In 1962, the Atlanta Crackers, a Cardinals farm club, made an incredible stretch drive to win the International League championship and Junior World Series title.
Managed by Joe Schultz, the 1962 Crackers had a lineup that included Cardinals prospects such as catcher Tim McCarver, outfielder Mike Shannon, second baseman Phil Gagliano, shortstop Jerry Buchek and pitcher Ray Sadecki.
After a slow start, the Crackers were stuck in sixth place on Aug. 19, 1962.
“Most of the season, the Crackers were characterized by faint bullpen hearts and limp offense in crises,” Atlanta columnist Furman Bisher wrote in The Sporting News.
Though the Crackers rallied and finished the regular season in third place at 83-71, qualifying them for the four-team International League playoffs, several publications reported the Cardinals had decided to fire Schultz after the postseason and replace him with Harry Walker.
To the surprise of most, the Crackers eliminated Toronto in six games in the first round of the best-of-seven playoff series and advanced to face Jacksonsville.
Atlanta and Jacksonville split the first six games of the league championship series, putting the spotlight squarely on Sadecki, a talented but erratic left-hander who had developed a tag as a “problem child.”
Sadecki, 21, had opened the 1962 season with the Cardinals, but he had missed most of spring training in a contract dispute and never got untracked.
On June 5, 1962, in a relief stint in St. Louis against the Reds, Sadecki faced five batters, allowed five runs, committed two errors and was booed off the field. After the game, he was fined $250 by manager Johnny Keane, who called Sadecki’s performance “the worst display of effort I’ve ever seen on a big-league diamond.”
Sadecki continued to struggle, and on July 31, 1962, with a 6-8 record and 5.54 ERA, he was demoted to Atlanta.
The wake-up call worked. Sadecki was 7-1 with a 2.55 ERA in nine appearances during the regular season for Atlanta.
Needing an ace to start the deciding Game 7 against Jacksonville, Schultz chose Sadecki.
Sadecki was protecting a 3-0 lead with two outs in the eighth when he “was hit on the face by a liner off the bat of Jacksonville’s Tony Martinez,” The Sporting News reported.
“Fortunately, the ball struck Sadecki a glancing blow on the wrist first, slowing it considerably,” according to The Sporting News.
After Jacksonville filled the bases on two singles and a walk in the ninth, Sadecki was relieved by Ed Bauta, who retired the side, clinching a 3-1 Crackers win and moving them into the Junior World Series against the American Association champions, the Louisville Colonels.
With Sadecki accounting for two of the Crackers’ four wins, Atlanta clinched the seven-game Junior World Series.
With a 5-1 postseason mark, Sadecki finished with a 12-2 record in his two months with Atlanta.

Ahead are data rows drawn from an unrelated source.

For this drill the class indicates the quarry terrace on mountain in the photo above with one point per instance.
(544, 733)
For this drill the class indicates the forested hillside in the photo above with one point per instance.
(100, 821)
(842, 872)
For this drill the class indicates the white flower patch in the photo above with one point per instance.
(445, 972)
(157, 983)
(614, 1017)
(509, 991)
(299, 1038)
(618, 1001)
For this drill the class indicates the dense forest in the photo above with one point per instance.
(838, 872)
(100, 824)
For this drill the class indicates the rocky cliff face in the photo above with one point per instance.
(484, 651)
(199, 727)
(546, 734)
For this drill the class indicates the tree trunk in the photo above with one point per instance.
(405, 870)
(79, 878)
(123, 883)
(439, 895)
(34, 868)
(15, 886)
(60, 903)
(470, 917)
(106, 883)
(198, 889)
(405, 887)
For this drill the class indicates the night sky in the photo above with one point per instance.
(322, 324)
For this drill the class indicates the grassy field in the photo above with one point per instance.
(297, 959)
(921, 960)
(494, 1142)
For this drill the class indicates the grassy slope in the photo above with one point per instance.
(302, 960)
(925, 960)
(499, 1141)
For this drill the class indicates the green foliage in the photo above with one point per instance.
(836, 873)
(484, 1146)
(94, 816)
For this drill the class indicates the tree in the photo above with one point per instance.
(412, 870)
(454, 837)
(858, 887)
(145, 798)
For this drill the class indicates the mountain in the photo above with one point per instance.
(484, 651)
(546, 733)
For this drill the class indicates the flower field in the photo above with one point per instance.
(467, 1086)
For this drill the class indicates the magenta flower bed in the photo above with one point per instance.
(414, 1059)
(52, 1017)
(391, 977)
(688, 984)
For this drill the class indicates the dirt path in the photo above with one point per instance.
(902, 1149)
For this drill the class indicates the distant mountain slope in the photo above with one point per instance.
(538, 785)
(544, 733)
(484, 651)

Two years later, he was a 20-game winner, helping the Cardinals earn the 1964 National League pennant and World Series title.
Schultz was rewarded for Atlanta’s successful 1962 finish by being named to the coaching staff of the Cardinals.
“I’ve managed about 20 clubs in 13 years, counting winter leagues, and I’ve never had a team make such a terrific comeback,” Schultz said.
This is trivia, but . . . . I grew up with the Cardinals, certified as an avid fan in 1960. In 1967 I went away to college at Georgia Tech in Atlanta. Had heard about the Crackers, and I ventured over to see their field.
Ooops. The field was gone and replaced by the first K-Mart I ever saw, across the street from the neatest old Sears building that ever was. I made a lot of trips to that Sears and K-Mart, and always asked about the old Crackers team and stadium from the locals. They had a real fondness for the Crackers years in that neighborhood.
Also, during my years in Atlanta, I could always get the KMOX broadcast of the Cardinals on my car radio is I parked on top of the hill at Georgia Tech.
Ron:
I enjoyed reading those anecdotes. Thank you for sharing. I didn’t know what had become of the Crackers’ field. Glad to learn folks in the neighborhood maintained a fondness for the club. As a teen in Ohio trying to find the KMOX signal at night, I can relate to your experience atop the hill at Georgia Tech.
Mark
I heard a story of a 3rd baseman for the Crackers that committed so many errors, the coach pulled him. His replacement then began committing errors. Coach asked him what was his problem and he replied to the effect that ___ (original 3rd baseman) had “messed up” 3rd base so bad nobody could clean it up! Anyone know the details to this anecdote?